Jim Kern and I used the 16-inch Autoscope plus the Meade Pictor CCD camera with Wratten #25 Red filter to take pictures of SN 1999by and Mars on the night of May 11, 1999. The skies were not clear -- thin clouds came and went throughout the evening.
While the sun was still above the horizon, I took a set of flatfield exposures. The typical sky level was about 11,000 DN above the bias. A median flatfield image, created from 10 individual flatfield exposures, is shown below:
In this image, the center is around 11,400 DN, and the corners about 10,700 DN, so the difference center-to-edge is about 6 percent of the mean value. Not too bad. There are clearly many dust donuts, and also several sets of bad pixels in small clumps.
We focused with Jim's two-hole mask, using Spica as a target. It worked pretty well, I recall. I set the focus to a value -26,780 around 10:15 PM, and left it there for the rest of the night. As we shall see, it wasn't perfectly in focus.
I then took six images of Mars. Since the camera was still binning 2x2 pixels, the planet's disk covers only 25 pixels in each image. They aren't great, but here they are: each of the 4 best images is shown after some Unsharp Masking in Photoshop:
I then moved to SN 1999by in NGC 4128. After some experimentation, I found that
Here's some information on the stars labelled in the image, taken from Brian Skiff's big photometric data file:
Name RA (2000) Dec s GSC V B-V V-R V-I NGC 2841 2 "B" 9 21 50.8 +51 00 36 G 3431-0625 11.07 0.59 0.33 0.65 NGC 2841 3 "C" 9 21 47.3 +50 58 50 G 3431-0053 13.51 0.75 0.43 0.83 NGC 2841 4 "A" 9 21 58.2 +51 00 16 G 3431-0495 13.77 0.60 0.40 0.74
The images weren't quite in focus.

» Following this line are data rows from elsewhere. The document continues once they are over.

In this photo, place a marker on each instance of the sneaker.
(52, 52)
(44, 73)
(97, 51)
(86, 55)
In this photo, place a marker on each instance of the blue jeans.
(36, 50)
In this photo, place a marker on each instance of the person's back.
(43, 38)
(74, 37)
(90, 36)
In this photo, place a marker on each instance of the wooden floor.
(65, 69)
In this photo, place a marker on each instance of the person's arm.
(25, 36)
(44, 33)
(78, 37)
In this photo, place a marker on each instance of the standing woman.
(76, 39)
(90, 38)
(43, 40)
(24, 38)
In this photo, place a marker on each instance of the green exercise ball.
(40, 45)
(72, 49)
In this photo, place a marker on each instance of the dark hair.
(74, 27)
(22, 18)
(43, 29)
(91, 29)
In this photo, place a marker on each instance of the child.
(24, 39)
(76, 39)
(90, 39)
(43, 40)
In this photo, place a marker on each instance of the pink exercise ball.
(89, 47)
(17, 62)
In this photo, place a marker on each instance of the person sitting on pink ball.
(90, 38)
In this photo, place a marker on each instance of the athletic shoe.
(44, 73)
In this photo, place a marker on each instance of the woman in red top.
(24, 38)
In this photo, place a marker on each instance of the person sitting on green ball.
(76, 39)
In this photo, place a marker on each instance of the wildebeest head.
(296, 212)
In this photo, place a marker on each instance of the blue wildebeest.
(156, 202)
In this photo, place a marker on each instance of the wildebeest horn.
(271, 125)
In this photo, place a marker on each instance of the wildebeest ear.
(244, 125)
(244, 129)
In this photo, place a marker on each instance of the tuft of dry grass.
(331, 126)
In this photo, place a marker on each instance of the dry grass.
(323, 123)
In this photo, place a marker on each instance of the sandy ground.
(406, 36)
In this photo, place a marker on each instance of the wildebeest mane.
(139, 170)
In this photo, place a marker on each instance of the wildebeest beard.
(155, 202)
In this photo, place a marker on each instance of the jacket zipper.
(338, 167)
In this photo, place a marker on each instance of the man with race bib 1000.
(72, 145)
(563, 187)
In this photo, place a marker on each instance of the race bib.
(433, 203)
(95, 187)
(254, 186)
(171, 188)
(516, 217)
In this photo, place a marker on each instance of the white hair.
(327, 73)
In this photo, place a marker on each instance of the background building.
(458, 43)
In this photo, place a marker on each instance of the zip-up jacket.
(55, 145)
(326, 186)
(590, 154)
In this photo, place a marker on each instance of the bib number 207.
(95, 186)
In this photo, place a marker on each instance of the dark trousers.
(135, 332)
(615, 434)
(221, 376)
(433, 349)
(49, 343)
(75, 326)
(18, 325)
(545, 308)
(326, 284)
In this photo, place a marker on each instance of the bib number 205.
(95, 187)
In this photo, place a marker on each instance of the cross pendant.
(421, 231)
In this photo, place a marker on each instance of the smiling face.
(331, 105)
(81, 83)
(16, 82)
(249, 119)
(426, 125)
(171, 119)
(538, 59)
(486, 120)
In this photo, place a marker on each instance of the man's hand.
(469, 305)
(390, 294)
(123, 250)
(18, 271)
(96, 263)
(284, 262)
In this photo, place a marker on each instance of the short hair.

The FWHM of the best image was about 4.1 pixels, or 2.6 arcseconds (images taken the previous night provide a scale factor of 0.640 arcsec per pixel). It showed a slightly "lumpy" appearance, with very small wings out to one side.
I made measurements of raw, instrumental magnitude through a circular aperture of radius 5 pixels on the final five frames (which showed all four stars and no trailing). Here are the differential magnitudes:
May 10 May 11
delta mag delta mag delta V delta R
-----------------------------------------------------------------------
A - B 2.70 2.71 +/- 0.05 2.70 2.63
C - B 2.33 2.34 +/- 0.03 2.44 2.34
As before, I find that the Wratten #25 red filter is not an exact match to either Johnson V or Cousins R, but it's not far from either one.
Here are measurements of the supernova's instrumental differential magnitude:
May 10 May 11
delta mag delta mag
-----------------------------------------------
SN - B 2.40 +/- 0.01 2.43 +/- 0.03
It's hard to say that the SN is fading -- the difference just isn't large enough to be significant.